De contra-expertise is vervolgens uitgevoerd door bureau Berenschot en dit leidde tot een uitermate kritisch rapport. Belangrijkste conclusies: de makelaarsfunctie zou maximaal € 530.000,- per jaar mogen kosten en het was onverstandig om de functie bij de Muzerie als zelfstandige organisatie onder te brengen. Berenschot beval aan om de makelaarsfunctie aan te haken bij de Bibliotheek en daarbij zoveel mogelijk gebruik te maken van de deskundigheid van de Muzerie.
Het college nam het advies van Berenschot over en stelde voor de subsidie aan de Muzerie per 1 januari 2015 te beëindigen. Om juridische redenen moest dat besluit nu al (anderhalf jaar van tevoren) worden genomen.
In de raad kwam het op 3 juni vervolgens opnieuw tot heftige discussies, waarbij het collegestandpunt werd verdedigd door PvdA, VVD, Swollwacht en SP en het rapport van Berenschot en het collegevoorstel (fel) werden bekritiseerd door CDA, D66, GroenLinks en CU. Opnieuw dreigde een patstelling.

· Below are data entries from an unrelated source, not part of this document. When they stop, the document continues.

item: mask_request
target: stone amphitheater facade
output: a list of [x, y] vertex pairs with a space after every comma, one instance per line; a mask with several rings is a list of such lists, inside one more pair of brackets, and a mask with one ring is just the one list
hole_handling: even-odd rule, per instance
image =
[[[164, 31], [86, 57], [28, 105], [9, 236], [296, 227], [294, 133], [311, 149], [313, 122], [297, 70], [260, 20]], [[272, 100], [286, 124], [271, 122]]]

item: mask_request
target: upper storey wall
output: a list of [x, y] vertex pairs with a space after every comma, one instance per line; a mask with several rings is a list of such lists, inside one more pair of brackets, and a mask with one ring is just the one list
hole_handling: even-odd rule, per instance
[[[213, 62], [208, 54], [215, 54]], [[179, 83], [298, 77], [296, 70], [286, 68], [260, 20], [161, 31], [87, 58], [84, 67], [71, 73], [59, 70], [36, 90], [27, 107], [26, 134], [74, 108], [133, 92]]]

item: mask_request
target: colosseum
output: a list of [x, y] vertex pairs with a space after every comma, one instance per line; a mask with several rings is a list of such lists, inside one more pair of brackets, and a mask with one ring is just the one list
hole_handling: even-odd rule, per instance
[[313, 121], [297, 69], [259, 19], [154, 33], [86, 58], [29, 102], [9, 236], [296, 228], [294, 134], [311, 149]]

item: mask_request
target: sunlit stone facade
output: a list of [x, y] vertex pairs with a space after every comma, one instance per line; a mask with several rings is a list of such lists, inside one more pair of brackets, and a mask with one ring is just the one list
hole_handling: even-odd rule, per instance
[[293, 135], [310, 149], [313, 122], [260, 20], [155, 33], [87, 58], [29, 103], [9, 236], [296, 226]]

De doorbraak kwam toen de CU enkele dagen later aangaf dat het haar vooral te doen was om een zorgvuldig proces: er moest niet linea recta worden aangekoerst op de beëindiging van de subsidie aan de Muzerie, maar de gesprekken tussen Muzerie en Bibliotheek (die al langere tijd lopen) moesten leiden tot een nieuwe organisatie waarbij de makelaarsfunctie wordt ondergebracht.
Als PvdA hebben wij vooral ingezet op het overeind houden van de inhoud van het collegevoorstel. Dat lukte door deze inhoud te combineren met het procesvoorstel van de CU tot één amendement. Op 18 juni werden dit amendement en het collegevoorstel door een brede meerderheid van de raad aanvaard.